Although the exploratory 3D visualization of some of the strings during the itaration of the OTF method is already informative (it allow us to have a fast snapshot of the evolution of these calculations), it is important to have other complementary and if possible more precise measures. A better representation of the evolution of these canculation can be obtained by ploting a measure of convergence. While in the accompanying python functions of this work we used a normalized version of the Frechet distance http://en.wikipedia.org/wiki/Frechet_distance, here we will made a simplyfied non-normalized version that works just fine.

^{4.1.- Loading all strings in a single data frame}

Unlike in the previous section, here we will use every single string[M].dat file from out OTF string method calculations. To facilitate the calculation of the convergence we will first build a function to create a single data frame containing all the strings. As each string has 3 variables (V1-V3), we will reorder these variables in a single column before adding this colum to the final data frame. Here is the code:

#this function just creates the name of the file given its index. 
#e.g., for index n=5,the file name should be string5.dat
buildName<-function(n){
        varName<-paste('string',n,'.dat',sep="")
    return(varName)
}

#This function uses the function 'buildName' and additionally returns one data frame
#in which each column has the V1-V3 values for a single string (e.g. string5.dat)
#the input value 'M' is the total number of string[i].dat files
pasteDF<-function(M){
        d1<-read.table(buildName(1))
    V1<-c(d1$V1,d1$V2,d1$V3)
    bigDataFrame<-data.frame(V1)
    for (i in 2:M){
        t<-read.table(buildName(i))
        v<-c(t$V1,t$V2,t$V3)
        s<-data.frame(v)
        names(s)[1]<-paste('V',i,sep="")
        bigDataFrame<-data.frame(bigDataFrame,s)        
    }
    return(bigDataFrame)
}

Now we can use the previous functions to create a big data frame with the first 1000 strin[i].dat files.

df<-pasteDF(1891)
dim(df)

## [1]   63 1891

Notice that the dimensions of the new data frame are 1891 (number of strings) and 63= 21*3 the V1-V3 coordinates for each string.

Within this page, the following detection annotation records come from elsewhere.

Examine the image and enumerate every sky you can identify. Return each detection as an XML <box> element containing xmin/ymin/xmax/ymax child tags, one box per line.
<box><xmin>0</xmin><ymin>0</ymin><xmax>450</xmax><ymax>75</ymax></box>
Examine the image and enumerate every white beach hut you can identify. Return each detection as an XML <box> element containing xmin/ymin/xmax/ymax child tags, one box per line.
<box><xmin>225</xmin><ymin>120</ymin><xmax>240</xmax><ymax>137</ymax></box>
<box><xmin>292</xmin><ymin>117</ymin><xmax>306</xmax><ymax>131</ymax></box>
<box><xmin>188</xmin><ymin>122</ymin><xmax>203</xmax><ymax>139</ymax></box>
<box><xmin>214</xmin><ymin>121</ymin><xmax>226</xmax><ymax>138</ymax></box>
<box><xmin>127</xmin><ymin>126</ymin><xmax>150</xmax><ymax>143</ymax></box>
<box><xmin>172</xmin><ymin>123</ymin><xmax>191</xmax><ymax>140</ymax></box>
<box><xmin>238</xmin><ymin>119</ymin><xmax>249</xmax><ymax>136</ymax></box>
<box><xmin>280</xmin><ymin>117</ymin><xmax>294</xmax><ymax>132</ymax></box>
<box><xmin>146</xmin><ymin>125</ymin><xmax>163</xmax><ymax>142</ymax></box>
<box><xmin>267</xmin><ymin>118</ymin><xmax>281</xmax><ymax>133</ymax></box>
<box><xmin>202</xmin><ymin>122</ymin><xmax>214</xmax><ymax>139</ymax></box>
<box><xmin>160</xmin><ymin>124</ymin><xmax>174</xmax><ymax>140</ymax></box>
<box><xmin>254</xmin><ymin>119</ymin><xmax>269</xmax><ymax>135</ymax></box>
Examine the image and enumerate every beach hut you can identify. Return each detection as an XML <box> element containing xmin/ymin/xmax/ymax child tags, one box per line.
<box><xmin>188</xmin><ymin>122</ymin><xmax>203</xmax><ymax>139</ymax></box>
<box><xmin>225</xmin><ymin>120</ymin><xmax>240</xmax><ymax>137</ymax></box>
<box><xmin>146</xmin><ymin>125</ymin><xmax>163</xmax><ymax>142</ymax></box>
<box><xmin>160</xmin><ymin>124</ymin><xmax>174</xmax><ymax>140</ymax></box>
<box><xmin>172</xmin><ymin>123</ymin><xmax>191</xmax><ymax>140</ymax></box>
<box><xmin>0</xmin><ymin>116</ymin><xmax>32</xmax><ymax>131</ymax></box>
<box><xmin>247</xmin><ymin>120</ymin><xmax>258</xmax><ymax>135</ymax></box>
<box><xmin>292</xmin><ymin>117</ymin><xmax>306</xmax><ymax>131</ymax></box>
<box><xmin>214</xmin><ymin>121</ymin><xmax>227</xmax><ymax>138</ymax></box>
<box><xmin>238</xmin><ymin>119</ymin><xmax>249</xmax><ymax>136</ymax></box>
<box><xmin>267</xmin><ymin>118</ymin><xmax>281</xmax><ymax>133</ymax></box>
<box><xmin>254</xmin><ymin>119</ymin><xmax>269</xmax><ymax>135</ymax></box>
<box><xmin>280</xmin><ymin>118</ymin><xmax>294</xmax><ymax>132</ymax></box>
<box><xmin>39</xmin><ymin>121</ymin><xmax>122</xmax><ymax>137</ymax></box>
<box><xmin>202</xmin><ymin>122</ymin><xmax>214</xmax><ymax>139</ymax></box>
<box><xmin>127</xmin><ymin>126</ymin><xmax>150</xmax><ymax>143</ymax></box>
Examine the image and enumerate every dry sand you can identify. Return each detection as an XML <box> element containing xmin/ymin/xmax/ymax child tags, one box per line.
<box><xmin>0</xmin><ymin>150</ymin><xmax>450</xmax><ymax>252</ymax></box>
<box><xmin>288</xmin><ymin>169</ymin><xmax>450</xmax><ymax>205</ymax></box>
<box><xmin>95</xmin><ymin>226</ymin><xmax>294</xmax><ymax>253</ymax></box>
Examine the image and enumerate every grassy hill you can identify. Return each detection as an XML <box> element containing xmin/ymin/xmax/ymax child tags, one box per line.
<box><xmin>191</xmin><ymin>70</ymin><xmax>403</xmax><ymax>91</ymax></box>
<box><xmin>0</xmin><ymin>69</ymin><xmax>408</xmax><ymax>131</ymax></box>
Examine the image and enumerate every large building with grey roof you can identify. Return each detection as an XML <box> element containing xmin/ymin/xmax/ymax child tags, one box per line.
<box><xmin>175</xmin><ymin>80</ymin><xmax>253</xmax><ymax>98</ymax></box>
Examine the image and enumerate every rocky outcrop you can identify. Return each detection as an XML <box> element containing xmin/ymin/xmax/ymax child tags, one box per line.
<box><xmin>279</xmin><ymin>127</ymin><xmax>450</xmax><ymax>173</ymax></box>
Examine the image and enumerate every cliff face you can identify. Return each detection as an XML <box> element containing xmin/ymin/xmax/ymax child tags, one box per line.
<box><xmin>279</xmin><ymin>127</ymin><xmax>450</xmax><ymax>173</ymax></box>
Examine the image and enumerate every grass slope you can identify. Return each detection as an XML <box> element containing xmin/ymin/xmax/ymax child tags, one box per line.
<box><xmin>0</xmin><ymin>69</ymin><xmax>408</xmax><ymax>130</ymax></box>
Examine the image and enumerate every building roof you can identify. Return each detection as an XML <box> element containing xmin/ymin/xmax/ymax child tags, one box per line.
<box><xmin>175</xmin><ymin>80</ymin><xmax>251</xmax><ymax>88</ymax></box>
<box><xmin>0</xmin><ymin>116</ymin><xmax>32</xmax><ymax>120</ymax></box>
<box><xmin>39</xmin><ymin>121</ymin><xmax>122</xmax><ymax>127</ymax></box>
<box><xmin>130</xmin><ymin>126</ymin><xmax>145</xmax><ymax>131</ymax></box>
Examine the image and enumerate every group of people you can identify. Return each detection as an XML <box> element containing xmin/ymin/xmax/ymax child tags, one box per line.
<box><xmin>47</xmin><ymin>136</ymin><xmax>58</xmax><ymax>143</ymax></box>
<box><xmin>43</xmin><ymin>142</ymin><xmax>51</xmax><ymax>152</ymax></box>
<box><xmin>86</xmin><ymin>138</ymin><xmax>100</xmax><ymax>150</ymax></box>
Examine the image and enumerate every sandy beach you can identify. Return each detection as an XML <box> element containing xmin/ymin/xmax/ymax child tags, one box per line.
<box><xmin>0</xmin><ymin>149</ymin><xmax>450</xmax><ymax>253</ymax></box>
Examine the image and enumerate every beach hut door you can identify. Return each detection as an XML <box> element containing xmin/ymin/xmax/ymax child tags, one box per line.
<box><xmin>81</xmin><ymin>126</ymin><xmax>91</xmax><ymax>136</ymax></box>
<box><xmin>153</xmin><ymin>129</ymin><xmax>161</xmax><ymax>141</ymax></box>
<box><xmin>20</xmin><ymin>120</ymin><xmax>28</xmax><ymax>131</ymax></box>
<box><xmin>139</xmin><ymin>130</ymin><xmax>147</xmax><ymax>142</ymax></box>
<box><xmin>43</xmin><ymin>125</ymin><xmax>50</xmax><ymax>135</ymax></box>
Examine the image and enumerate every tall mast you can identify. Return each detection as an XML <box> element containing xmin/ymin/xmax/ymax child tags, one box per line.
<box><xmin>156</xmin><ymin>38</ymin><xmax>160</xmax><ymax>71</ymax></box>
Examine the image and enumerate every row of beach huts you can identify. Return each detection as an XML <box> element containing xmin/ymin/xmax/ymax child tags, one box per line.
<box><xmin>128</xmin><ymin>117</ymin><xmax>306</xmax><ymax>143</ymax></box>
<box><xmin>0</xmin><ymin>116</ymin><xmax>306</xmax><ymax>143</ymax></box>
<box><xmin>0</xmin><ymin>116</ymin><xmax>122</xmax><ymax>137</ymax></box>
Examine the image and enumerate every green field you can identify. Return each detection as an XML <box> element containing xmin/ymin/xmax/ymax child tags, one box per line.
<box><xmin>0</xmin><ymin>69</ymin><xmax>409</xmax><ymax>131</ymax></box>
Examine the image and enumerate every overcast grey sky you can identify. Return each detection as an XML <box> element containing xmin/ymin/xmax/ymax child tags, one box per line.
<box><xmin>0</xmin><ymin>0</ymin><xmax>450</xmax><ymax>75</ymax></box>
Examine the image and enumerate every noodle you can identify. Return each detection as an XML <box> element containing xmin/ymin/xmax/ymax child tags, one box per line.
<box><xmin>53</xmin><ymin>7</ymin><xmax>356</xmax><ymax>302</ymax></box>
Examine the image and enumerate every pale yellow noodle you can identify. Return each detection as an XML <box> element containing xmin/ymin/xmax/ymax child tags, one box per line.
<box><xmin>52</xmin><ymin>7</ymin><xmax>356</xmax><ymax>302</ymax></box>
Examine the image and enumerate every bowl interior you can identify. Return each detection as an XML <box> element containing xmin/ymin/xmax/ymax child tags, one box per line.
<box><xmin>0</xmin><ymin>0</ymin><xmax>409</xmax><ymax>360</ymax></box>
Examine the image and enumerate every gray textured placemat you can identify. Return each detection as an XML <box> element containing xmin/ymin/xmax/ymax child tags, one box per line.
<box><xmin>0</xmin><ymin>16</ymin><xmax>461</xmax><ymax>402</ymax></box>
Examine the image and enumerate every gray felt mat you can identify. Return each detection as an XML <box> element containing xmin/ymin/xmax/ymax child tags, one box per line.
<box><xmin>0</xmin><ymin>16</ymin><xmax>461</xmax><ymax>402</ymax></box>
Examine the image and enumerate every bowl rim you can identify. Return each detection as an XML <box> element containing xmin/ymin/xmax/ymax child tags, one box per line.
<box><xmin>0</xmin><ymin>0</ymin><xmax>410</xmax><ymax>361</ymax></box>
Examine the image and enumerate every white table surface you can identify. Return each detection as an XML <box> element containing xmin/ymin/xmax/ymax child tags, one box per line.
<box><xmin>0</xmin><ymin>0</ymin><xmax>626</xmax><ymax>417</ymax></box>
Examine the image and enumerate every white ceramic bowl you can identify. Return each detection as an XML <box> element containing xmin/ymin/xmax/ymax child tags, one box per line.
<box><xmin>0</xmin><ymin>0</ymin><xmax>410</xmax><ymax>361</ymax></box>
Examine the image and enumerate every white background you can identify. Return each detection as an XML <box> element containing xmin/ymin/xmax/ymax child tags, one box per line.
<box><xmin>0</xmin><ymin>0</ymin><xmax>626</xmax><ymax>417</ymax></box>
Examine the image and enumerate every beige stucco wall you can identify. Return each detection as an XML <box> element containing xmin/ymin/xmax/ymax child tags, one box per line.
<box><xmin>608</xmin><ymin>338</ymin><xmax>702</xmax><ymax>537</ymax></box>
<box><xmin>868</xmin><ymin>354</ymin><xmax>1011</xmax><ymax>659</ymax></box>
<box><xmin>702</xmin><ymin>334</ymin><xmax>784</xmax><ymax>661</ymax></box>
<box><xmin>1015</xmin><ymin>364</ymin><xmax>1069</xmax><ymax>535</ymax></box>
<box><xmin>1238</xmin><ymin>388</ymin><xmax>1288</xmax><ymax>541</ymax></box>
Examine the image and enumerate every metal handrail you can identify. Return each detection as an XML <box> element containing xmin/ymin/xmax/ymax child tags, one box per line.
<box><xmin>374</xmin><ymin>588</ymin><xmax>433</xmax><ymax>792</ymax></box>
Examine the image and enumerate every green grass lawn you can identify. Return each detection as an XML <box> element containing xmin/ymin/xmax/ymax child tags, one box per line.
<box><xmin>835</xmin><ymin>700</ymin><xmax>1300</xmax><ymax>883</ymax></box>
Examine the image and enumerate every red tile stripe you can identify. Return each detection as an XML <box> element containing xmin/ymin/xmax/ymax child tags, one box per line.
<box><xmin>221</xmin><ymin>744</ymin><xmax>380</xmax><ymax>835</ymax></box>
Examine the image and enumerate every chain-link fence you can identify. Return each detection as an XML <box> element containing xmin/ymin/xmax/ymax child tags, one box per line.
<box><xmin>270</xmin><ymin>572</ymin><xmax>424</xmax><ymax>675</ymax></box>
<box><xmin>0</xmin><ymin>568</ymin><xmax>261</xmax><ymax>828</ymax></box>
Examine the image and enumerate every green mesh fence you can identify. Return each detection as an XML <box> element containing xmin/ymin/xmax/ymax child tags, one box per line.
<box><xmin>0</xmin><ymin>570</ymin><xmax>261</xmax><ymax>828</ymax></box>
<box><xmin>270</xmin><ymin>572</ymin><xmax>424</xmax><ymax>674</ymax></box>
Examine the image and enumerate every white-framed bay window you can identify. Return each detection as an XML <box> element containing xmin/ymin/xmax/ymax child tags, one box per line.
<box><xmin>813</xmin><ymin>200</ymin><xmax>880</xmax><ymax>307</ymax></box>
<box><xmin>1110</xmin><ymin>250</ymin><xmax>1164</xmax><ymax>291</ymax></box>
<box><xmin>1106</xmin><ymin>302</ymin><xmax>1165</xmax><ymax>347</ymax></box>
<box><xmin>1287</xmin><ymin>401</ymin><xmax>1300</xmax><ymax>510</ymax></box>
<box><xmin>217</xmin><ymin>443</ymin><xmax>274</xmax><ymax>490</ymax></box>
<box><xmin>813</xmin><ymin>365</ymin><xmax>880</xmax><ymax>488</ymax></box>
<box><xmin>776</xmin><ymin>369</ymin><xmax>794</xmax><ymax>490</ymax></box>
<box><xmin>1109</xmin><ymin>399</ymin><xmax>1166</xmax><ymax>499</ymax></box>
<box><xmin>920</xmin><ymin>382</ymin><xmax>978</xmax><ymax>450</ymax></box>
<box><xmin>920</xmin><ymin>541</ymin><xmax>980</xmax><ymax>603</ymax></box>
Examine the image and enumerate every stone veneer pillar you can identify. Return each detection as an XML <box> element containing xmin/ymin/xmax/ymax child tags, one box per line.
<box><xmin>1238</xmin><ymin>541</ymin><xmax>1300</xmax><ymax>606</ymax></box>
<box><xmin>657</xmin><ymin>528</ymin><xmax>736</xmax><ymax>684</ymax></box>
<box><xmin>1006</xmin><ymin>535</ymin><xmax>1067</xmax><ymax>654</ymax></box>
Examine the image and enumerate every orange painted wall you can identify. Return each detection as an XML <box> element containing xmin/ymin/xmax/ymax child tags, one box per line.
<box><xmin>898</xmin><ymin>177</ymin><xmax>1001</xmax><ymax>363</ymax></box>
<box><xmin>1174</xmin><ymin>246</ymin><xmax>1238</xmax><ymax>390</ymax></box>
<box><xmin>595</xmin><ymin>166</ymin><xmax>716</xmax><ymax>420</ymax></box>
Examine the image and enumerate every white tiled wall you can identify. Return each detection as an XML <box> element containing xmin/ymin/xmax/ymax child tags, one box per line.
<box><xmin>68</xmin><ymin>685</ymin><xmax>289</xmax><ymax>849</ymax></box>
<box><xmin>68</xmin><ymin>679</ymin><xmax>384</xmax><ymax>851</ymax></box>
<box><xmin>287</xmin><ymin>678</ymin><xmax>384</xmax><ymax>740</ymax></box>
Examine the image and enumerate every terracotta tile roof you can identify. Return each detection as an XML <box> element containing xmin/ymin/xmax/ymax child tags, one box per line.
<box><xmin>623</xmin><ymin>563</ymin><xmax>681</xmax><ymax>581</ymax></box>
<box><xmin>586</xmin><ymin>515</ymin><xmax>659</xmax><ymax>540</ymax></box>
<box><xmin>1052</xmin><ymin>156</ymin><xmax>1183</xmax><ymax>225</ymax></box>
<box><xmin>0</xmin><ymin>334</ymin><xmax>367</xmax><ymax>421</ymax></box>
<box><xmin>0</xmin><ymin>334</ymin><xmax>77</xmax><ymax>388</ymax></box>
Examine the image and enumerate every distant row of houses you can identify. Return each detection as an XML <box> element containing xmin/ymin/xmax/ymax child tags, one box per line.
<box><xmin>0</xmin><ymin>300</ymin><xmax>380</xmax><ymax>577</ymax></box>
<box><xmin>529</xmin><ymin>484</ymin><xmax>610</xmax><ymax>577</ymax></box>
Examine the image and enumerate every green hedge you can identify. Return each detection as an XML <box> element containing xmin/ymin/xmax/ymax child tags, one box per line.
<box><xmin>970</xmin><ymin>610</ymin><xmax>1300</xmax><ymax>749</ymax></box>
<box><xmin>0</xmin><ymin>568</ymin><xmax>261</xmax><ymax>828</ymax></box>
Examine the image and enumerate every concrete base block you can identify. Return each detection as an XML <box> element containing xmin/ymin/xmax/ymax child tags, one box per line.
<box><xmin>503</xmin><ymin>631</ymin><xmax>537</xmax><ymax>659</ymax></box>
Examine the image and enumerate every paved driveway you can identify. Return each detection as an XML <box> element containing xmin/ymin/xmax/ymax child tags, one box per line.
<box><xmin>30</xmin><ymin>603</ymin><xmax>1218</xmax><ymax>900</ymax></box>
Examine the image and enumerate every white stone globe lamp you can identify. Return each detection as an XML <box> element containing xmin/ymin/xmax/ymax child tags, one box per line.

^{4.2.- Calculating the convergence using the ‘big’ data frame}

Now we present simplified form of the convergence wrap up in a function named conDF:

#convergence function
convDF<-function(df){
        conv<-0
    for (i in 2:dim(df)[2]){
        conv<-c(conv,sqrt(sum((df[1]-df[i])^2)))
    }
    return(conv)
}

A plot of the convergence is now simply:

#convergence plot
plot(convDF(df),xlab="Iterations",ylab="Convergence",type="s")

^{5.- Conclusions}

Given that the OTF string method calculation seems to have arrived to convergence it is now appropriate to select structures at the end of the iteration for reparametrization to a larger number of images or for a direct calculations of the forces (and associated free energy profile).